Aquilo que é irrefutável é que a Ucrânia é um ponto de fulgor geopolítico. Com efeito, a Rússia, que tem laços culturais, económicos e políticos profundos com a Ucrânia, apresenta amplos interesses no país que invadiu. Facilitando, para a visão Putiniana, uma linha cleptocrata, a Ucrânia é um eixo central para a identidade russa e para o legado que Putin quer implementar no planisfério.

Importa destacar os seguintes ângulos de análise:

1 – LAÇOS DE FAMÍLIA: A Rússia e a Ucrânia têm fortes relações familiares que remontam a séculos. Kiev, a capital da Ucrânia, às vezes é intitulada como “A mãe das cidades russas”, a par com a influência cultural de Moscovo e São Petersburgo. Atente-se que foi em Kiev, que nos séculos VIII e IX, foi trazido o cristianismo de Bizâncio para os povos eslavos. E foi o cristianismo que serviu de âncora para a Rússia de Kiev, o antigo estado eslavo do qual os russos, ucranianos e bielorussos modernos extraem a sua linhagem.

2 – DIÁSPORA RUSSA: Em 2001 viviam na Ucrânia 8 milhões de russos étnicos, principalmente no sul e no leste. Moscovo reivindicou o dever de proteger essas pessoas, como um argumento que desculpasse, as suas ações na Crimeia e no Donbass em 2014.

3 – IMAGEM DE SUPERPOTÊNCIA: Após o colapso soviético, muitos políticos russos viram o divórcio com a Ucrânia como um erro da história e uma ameaça à posição da Rússia como uma grande potência. A verdade é que o sentimento dos russos é o de que a ausência de controlo permanente da Ucrânia significa um resgate ocidental, que seria encarado internamente como um rude golpe no prestígio internacional da Rússia.

4 – CRIMEIA: O líder soviético Nikita Khrushchev transferiu a Crimeia da Rússia para a Ucrânia em 1954 para fortalecer os laços fraternais entre o povo ucraniano e o povo russo. Todavia, desde a queda da união, muitos nacionalistas russos na Rússia e na Crimeia ansiavam pelo retorno da península. A cidade de Sebastopol é o porto de origem da Frota do Mar Negro da Rússia, a força marítima dominante na região.

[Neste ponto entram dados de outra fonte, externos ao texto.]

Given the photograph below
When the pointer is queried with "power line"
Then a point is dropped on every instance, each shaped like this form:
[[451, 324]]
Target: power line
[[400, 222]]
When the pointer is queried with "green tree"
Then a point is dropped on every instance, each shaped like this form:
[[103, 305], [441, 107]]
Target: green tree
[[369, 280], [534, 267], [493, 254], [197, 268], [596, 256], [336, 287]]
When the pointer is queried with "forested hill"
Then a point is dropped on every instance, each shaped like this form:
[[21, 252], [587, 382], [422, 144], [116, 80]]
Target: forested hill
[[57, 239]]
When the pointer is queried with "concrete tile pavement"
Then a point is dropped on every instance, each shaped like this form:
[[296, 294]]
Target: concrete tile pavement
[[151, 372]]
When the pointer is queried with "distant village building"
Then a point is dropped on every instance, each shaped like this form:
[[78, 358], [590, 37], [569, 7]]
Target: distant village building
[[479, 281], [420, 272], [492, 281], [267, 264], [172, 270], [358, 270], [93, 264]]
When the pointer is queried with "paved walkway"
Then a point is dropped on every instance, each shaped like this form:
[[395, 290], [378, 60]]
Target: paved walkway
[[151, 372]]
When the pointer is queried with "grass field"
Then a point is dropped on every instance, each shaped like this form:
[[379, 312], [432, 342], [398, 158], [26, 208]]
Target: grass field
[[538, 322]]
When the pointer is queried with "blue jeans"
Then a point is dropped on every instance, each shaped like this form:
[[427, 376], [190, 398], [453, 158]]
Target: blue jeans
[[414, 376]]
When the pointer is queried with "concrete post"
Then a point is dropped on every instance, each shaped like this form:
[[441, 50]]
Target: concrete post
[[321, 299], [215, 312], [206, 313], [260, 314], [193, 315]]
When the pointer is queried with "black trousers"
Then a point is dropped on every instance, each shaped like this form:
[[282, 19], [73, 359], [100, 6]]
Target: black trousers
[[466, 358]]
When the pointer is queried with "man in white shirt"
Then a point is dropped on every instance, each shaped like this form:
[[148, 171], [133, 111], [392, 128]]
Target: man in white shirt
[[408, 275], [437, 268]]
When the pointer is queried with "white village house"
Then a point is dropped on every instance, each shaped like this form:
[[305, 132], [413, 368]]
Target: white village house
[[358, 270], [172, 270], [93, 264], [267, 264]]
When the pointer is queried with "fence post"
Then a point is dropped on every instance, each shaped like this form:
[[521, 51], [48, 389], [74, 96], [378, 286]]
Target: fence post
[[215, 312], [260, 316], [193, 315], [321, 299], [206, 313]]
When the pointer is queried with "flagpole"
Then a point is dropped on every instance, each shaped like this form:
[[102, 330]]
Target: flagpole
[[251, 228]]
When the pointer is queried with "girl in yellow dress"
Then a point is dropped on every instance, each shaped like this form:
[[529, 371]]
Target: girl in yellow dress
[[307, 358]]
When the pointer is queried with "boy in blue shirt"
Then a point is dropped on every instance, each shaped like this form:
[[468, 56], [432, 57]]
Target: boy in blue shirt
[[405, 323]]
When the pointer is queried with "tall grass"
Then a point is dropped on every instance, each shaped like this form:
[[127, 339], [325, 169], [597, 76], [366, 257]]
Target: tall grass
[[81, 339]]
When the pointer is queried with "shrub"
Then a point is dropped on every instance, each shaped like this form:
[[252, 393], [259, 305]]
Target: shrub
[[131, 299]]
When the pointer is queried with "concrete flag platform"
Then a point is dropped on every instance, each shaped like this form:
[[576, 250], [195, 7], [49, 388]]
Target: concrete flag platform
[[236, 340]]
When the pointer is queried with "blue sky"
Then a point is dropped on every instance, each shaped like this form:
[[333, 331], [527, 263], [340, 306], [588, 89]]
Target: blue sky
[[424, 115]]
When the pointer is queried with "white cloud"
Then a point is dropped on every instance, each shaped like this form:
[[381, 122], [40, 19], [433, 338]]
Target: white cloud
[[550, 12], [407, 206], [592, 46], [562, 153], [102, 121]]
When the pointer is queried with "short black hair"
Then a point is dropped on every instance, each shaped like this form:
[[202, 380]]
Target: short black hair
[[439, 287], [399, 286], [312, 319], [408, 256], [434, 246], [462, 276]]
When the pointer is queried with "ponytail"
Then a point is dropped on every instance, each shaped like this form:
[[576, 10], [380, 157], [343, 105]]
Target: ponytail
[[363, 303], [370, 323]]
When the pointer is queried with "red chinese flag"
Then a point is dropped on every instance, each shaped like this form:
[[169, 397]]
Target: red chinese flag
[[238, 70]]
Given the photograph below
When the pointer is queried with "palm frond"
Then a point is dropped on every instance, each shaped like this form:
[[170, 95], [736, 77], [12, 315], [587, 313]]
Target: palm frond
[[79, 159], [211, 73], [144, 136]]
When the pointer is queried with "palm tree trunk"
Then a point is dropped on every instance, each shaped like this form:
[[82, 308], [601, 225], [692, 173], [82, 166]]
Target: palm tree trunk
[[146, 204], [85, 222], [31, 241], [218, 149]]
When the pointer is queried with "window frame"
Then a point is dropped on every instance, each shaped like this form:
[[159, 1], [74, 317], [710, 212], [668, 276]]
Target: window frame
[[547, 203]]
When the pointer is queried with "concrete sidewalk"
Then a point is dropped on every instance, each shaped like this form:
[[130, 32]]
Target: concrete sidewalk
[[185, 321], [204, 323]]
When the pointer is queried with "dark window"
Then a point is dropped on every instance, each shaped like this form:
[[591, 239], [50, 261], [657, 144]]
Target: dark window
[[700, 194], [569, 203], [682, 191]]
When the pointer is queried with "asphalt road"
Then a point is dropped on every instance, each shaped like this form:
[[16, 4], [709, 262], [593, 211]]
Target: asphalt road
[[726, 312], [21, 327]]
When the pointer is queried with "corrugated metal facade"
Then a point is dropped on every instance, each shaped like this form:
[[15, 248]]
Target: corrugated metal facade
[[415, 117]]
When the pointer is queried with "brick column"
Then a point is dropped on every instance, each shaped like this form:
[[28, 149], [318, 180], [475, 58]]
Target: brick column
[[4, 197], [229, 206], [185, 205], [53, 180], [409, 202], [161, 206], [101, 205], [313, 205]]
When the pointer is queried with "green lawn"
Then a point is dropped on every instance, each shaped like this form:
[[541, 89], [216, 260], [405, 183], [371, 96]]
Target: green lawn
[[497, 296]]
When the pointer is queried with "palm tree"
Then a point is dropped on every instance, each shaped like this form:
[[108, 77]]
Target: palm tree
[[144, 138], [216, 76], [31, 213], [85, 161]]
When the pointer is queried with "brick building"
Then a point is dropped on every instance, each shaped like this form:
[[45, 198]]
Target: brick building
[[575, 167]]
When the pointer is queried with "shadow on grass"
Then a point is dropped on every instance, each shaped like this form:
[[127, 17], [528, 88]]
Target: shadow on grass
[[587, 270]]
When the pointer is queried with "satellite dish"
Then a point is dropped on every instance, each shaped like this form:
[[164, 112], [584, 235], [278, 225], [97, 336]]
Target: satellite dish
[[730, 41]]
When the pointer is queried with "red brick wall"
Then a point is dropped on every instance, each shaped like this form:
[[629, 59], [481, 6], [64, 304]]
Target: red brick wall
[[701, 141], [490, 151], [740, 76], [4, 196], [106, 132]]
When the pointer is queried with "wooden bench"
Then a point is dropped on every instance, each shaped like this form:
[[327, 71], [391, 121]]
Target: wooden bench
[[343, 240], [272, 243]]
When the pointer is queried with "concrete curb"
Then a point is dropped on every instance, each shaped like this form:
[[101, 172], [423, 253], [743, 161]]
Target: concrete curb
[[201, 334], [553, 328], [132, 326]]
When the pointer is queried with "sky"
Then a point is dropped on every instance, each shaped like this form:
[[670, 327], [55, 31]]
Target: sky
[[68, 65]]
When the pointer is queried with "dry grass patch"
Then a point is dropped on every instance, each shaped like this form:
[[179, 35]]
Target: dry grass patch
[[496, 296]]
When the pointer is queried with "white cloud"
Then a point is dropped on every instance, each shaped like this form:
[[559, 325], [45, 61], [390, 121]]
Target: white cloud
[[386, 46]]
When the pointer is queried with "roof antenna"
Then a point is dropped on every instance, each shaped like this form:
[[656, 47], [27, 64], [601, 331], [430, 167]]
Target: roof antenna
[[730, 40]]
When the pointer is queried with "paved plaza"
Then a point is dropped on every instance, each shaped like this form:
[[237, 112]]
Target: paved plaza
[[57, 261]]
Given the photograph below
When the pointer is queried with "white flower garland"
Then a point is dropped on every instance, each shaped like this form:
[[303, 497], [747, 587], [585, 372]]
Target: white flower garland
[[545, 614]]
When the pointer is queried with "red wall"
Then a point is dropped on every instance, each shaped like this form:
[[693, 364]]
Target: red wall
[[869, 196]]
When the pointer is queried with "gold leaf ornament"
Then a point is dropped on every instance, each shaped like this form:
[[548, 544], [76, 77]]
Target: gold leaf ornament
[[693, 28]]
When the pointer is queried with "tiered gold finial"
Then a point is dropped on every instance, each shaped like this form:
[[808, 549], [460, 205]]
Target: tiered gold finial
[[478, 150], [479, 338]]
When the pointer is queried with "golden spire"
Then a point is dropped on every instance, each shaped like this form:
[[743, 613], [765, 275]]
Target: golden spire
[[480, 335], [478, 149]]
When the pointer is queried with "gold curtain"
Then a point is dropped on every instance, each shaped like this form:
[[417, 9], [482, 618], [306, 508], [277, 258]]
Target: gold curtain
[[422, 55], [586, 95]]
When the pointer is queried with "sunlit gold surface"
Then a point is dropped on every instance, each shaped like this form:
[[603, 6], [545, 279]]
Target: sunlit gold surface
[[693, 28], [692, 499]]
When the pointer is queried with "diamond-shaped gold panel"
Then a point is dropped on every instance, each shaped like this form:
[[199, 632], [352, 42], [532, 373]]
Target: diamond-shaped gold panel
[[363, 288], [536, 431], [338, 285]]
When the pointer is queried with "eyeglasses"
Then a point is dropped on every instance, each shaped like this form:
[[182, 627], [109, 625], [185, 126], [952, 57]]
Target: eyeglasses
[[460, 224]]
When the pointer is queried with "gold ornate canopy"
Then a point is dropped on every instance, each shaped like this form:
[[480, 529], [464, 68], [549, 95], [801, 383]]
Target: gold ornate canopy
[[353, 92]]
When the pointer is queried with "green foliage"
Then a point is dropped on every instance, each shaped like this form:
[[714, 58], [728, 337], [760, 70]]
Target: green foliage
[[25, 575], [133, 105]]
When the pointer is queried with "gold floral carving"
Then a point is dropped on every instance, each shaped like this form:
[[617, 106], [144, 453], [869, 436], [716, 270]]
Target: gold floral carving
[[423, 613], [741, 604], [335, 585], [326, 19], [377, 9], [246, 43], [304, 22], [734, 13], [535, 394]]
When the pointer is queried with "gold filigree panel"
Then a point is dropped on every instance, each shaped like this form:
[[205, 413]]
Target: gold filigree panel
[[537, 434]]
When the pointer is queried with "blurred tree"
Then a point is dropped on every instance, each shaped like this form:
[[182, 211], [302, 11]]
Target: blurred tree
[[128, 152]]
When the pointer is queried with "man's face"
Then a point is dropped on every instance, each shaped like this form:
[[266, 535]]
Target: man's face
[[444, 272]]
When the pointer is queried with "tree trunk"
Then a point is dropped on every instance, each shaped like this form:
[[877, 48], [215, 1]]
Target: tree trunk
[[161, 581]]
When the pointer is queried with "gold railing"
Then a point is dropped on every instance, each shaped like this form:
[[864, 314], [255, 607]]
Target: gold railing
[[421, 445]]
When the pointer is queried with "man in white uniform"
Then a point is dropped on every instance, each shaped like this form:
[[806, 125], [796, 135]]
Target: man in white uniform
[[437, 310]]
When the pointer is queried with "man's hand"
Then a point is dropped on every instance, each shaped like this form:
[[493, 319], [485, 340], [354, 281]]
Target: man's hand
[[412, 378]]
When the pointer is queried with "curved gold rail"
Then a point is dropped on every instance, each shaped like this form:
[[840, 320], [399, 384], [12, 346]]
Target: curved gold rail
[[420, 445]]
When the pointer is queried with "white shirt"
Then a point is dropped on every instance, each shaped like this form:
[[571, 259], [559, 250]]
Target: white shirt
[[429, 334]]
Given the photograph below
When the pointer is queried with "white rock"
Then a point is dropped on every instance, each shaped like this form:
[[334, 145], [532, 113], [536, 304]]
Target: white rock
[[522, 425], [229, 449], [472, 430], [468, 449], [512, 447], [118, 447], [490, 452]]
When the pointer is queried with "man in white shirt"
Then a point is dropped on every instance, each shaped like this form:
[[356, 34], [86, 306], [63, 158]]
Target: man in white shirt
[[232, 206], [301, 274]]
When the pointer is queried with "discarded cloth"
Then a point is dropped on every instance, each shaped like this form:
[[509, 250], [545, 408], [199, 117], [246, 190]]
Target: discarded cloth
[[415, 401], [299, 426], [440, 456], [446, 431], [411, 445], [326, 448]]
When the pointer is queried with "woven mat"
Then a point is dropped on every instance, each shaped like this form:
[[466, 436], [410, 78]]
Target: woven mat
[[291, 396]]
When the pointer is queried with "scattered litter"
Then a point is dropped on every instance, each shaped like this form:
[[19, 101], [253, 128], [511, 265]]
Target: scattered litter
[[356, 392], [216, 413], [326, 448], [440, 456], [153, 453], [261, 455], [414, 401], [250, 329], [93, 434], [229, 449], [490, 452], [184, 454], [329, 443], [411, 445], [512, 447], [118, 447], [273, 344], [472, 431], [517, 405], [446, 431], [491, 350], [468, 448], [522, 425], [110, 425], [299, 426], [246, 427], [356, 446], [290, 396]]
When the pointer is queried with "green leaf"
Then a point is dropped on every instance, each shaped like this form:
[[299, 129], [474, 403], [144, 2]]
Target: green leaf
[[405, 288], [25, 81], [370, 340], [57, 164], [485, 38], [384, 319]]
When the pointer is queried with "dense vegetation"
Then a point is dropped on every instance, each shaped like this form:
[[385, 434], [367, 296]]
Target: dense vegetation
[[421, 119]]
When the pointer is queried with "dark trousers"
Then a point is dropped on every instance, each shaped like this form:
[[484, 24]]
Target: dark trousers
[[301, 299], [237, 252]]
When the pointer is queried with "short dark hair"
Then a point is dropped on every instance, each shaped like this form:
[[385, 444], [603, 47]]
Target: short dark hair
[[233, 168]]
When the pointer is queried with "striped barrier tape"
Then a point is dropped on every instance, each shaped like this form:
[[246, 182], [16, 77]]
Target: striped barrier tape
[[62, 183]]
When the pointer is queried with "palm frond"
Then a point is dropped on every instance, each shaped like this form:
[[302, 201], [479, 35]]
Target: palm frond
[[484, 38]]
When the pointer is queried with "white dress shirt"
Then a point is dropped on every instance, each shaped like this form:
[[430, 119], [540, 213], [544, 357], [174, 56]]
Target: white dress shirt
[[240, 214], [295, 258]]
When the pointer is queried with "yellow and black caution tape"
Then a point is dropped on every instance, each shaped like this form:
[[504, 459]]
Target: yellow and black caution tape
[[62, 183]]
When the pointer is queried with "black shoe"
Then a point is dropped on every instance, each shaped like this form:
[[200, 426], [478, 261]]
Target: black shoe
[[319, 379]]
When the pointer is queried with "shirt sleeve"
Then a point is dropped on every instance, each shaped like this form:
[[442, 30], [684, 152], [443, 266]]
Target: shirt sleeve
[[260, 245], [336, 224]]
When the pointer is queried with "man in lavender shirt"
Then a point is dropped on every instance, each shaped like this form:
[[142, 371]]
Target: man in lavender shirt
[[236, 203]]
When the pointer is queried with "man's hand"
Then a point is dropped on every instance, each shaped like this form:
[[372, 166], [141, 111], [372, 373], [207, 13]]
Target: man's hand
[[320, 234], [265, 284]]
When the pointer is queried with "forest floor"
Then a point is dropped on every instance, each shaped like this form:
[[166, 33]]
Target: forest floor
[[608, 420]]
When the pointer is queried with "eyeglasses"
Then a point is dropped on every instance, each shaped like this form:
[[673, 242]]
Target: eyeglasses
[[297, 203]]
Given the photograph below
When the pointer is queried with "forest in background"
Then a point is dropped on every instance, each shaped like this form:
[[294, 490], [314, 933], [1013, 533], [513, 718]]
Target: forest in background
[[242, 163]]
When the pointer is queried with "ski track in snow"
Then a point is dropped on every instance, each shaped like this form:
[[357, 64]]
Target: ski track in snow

5 – COMÉRCIO: A Rússia foi durante muito tempo o maior parceiro comercial da Ucrânia, embora esta ligação tenha diminuído substancialmente nos últimos anos. A China acabou por superar a Rússia no comércio com a Ucrânia. Antes da invasão da Crimeia, a Rússia desejava atrair a Ucrânia para o seu mercado único, a União Económica da Eurásia, que hoje inclui Arménia, Bielorrússia, Cazaquistão e Quirguistão.

6 – ENERGIA: A Rússia depende há décadas dos oleodutos ucranianos para bombear o seu gás para clientes na Europa Central e Oriental e paga biliões de dólares americanos por ano em taxas de trânsito para Kiev. O fluxo de gás russo através da Ucrânia continuou no início de 2022, apesar do início das hostilidades mais robustas entre os dois países. A Rússia planeava transportar mais gás para a Europa através do seu novo gasoduto Nord Stream 2, que corre sob o Mar Báltico até à Alemanha, mas Berlim congelou a aprovação regulatória do projeto após a invasão da Rússia.

Verificamos que, neste Mundo que assenta em Globalização, a Rússia tem feito questão de preservar a sua influência política na Ucrânia e em toda a antiga União Soviética.

Para rematar, relembro algumas palavras de Montesquieu. Escrevia o autor que “todo o homem que tem poder é levado a abusar dele; vai até encontrar limites”. É assim tanto no plano doméstico dos Estados, como na política internacional, onde, nos últimos 10 anos não se tem conseguido lidar devidamente com uma brusca cleptocracia russa apostada em fragmentar as democracias liberais.

Transmito a minha total solidariedade para com o povo ucraniano. São inadmissíveis todas as atrocidades russas que estão a ser perpetuadas. Quem louva a violação, por uma potência revisionista e agressiva, dos princípios basilares da ordem Westefaliana, como a soberania e a não ingerência, ignora a história e não compreende que o expansionismo russo ameaça a ordem internacional sobre a qual repousa o nosso modo de vida.

A Ucrânia, situa-se no leste europeu, mas é já aqui ao lado. Não colocar limites a Putin é franquear ainda mais as portas da segurança europeia e da defesa transatlântica.